A part of this by 1572 was the wounding and death of a Protestant leader, Gaspard de Coligny. Protestants in Paris rose up in anger. Those opposed to Protestantism responded in what became known as the Saint Bartholomew's Day Massacre (August 24, 1572). Two thousand or more Protestants were killed. And the killing spread to the provinces. In August 1572 in France around 30,000 Protestants were slaughtered, with Pope Gregory XIII (Pope since May) declaring himself pleased by the new attack on Protestantism, as did Spain's King Philip II (son of Charles).

The War of Religion and lack of harmony were ruining France's economy. Inflation was reducing purchasing power and manufacturing was in decline. There was an increase in homelessness, brigandage and other crimes. In places the poor rioted. Scapegoating increased, directed against Italian residents in France. Italians had been marrying into French families and had felt at home in France, but many of the French saw Italian bankers as responsible for ruining the economy. Of the 75 Italian banking families in France in 1568 only 21 would remain in 1597.

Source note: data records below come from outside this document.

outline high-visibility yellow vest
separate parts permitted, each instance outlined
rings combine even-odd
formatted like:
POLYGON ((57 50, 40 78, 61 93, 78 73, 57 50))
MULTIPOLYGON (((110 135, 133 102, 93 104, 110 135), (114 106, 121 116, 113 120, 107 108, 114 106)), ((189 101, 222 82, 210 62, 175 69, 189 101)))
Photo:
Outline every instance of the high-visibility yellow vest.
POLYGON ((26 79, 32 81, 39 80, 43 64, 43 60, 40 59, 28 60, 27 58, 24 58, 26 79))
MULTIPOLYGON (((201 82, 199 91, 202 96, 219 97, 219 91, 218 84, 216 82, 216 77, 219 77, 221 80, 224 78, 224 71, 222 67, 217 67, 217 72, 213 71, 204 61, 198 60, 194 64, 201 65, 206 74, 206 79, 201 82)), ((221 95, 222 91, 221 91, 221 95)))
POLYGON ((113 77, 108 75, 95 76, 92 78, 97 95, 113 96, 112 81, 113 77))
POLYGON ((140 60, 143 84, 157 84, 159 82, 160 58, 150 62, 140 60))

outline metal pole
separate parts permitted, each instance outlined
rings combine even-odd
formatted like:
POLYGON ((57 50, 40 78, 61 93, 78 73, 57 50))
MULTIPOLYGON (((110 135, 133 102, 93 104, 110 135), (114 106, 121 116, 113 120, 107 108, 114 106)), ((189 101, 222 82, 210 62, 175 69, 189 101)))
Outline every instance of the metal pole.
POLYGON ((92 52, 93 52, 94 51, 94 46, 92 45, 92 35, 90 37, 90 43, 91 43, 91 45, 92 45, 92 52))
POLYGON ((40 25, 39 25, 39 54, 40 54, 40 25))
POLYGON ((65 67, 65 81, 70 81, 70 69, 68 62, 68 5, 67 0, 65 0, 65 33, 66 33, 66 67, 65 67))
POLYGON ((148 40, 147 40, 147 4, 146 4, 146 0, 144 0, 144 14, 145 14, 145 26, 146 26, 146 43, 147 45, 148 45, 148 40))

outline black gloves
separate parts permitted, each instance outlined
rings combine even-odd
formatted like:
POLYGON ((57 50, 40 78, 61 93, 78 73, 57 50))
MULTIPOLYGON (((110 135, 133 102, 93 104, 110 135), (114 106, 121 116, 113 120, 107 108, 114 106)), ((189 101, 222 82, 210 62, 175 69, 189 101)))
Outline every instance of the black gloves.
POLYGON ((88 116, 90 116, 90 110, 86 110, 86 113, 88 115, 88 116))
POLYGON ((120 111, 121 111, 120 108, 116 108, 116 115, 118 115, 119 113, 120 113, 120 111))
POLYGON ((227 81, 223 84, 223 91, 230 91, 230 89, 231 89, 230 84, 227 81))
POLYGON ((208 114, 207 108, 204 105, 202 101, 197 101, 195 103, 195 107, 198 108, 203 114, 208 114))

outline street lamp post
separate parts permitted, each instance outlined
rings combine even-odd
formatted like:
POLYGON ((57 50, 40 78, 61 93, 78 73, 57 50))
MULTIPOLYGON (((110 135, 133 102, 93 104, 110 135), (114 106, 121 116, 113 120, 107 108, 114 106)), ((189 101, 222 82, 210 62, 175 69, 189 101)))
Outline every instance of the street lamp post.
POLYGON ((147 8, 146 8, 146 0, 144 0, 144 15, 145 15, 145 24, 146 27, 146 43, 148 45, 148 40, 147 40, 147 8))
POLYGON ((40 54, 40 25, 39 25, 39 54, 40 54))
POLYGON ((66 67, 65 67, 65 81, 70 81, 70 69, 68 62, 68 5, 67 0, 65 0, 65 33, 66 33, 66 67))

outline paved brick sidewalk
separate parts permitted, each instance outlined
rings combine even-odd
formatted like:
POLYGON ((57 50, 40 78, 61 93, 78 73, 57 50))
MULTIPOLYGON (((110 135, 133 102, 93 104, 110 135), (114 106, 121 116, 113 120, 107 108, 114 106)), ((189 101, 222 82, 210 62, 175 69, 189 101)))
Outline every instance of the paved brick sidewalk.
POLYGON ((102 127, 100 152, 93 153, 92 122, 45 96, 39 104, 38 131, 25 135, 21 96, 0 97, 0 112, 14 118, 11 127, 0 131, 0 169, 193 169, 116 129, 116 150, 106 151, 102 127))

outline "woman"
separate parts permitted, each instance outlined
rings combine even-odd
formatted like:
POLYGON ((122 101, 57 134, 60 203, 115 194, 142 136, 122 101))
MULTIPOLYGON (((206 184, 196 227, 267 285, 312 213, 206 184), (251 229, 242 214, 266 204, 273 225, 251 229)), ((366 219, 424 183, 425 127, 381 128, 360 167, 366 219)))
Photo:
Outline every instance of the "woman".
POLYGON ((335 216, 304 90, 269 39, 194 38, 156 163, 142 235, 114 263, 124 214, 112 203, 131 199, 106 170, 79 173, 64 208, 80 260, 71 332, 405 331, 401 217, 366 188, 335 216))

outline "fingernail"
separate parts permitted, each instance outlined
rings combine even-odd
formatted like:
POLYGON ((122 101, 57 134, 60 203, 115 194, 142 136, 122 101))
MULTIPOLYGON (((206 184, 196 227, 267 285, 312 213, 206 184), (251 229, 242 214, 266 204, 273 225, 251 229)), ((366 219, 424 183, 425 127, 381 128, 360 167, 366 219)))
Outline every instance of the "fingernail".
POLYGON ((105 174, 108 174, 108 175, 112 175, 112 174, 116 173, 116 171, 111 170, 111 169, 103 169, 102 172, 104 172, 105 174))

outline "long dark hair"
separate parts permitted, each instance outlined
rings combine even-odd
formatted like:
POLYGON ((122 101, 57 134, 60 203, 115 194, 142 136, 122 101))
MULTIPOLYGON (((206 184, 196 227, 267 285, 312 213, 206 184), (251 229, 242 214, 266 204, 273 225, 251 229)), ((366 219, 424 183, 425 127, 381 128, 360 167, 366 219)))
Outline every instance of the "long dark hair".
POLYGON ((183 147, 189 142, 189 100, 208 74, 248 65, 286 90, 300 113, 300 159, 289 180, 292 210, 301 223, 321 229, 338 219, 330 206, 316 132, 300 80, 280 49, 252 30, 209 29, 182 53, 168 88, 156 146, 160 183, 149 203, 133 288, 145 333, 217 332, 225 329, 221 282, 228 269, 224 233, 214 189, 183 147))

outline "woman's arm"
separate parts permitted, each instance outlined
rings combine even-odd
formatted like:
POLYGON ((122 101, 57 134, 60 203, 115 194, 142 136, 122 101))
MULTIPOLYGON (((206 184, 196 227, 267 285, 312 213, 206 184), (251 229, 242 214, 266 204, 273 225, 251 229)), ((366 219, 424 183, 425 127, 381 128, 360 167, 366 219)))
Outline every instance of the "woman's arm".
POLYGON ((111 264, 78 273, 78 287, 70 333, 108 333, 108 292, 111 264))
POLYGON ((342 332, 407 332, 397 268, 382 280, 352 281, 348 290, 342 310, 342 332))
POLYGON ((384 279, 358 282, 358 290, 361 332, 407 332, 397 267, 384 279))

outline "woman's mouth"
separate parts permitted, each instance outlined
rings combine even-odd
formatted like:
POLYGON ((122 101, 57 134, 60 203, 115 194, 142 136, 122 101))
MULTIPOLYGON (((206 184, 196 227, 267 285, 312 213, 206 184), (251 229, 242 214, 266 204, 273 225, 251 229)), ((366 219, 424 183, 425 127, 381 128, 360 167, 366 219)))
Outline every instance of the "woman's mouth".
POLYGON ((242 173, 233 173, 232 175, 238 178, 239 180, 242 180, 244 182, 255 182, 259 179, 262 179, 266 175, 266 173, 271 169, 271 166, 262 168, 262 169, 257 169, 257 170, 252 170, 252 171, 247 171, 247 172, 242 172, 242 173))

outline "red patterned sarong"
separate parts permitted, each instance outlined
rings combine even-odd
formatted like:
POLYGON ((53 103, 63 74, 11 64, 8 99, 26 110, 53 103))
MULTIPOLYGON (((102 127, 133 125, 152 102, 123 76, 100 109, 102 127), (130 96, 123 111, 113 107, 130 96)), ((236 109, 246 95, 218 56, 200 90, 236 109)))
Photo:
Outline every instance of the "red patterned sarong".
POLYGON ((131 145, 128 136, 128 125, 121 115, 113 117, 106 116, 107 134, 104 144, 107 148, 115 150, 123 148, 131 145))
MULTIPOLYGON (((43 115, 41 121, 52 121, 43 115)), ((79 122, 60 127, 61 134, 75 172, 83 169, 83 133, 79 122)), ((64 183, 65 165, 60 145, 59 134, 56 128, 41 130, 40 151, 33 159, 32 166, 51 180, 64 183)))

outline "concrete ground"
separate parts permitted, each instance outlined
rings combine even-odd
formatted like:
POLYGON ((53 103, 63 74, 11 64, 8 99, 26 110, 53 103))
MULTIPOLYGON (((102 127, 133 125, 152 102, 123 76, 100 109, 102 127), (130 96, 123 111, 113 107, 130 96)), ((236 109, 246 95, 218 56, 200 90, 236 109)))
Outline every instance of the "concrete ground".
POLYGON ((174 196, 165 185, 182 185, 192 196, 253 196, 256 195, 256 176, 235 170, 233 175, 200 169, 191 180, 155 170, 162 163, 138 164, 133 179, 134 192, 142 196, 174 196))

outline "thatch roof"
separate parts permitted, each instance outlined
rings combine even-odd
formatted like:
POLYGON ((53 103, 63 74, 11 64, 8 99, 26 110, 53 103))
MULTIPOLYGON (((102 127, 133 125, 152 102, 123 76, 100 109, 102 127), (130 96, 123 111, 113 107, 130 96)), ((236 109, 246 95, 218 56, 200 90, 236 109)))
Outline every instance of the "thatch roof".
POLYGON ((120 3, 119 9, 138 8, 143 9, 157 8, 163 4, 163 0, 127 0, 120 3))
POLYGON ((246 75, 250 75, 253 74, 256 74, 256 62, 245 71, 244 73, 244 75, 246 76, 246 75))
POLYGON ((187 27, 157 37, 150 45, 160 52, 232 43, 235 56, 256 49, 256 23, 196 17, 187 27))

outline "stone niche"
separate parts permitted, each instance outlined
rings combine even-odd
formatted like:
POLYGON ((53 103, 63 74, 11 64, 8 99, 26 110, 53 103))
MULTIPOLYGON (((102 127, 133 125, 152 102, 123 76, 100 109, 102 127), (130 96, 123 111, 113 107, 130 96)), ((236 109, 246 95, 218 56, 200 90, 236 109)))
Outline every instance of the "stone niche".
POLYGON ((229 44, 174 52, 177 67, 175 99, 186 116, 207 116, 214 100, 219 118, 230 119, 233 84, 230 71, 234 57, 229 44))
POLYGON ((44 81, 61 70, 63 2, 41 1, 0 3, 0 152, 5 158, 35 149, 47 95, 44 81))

A faction of Catholics viewed Protestants as traitors and enemies of humanity, and they clamored for France’s government to have them exterminated, but those opposed extermination programs prevailed.

A new war of rival armies contending for power began within France in 1584. The Protestant army was led by Henry of Navarre, from the branch of royalty called the Bourbons. He had been raised as a Protestant. He had the moral support of Queen Elizabeth of England. A Catholic army led by Henry the Duke of Guise had the support of Spain. In 1589, the Duke of Guise and his archbishop brother were invited to consult with France's king, Henry III. The king's guards murdered the two. An outraged Catholic retaliated and assassinated Henry. This left Henry of Navarre of the royal Bourbon family as the nominal king of France, and he converted to Catholicism as needed to be crowned King of France. Henry of Navarre became Henry VI.

Henry IV moved for conciliation between Catholics and Protestants. He denounced Catholic extremists as follows:

We believe in one God, we recognize Jesus Christ, and we draw on the same Gospel... I believe that the war which you so ardently pursue is unworthy of Christians.

Those opposed to Henry IV held power in Paris for nine years, Paris capitulating on March 22, 1594. In 1598, Henry issued the Edict of Nantes. It proclaimed that "everything done by one party or the other" during "the preceding period of troubles" was to remain "obliterated and forgotten, as if no such things ever happened." As a part of his move, Catholic establishments were to be restored wherever they had been interrupted. And Protestants were to have rights equal to those of Catholics.

Peace made a new prosperity possible, with Henry IV announcing that if God allowed him to live long enough he would see to it that every laborer had a chicken in his pot on Sunday. Henry adopted monetary reforms, reduced the tax burden on peasants, and embarked on administrative reform. He encouraged education and undertook many public works, including canal building and the planting of pines, elms and fruit trees. He renewed Paris as a great city.

But a mentally unbalanced religious fanatic, François Ravaillac, believed that Henry was about to make war against the Pope. Ravaillac stabbed Henry to death. Ravaillac was quickly seized, preventing a mob lynching.

Pain was still seen as a proper part of punishment, and Ravaillac was scalded with burning sulfer, molten lead and boiling oil and resin. His flesh was torn apart by pincers and his body pulled apart. His parents were forced into exile and other members of his family ordered never to use the name Ravaillac.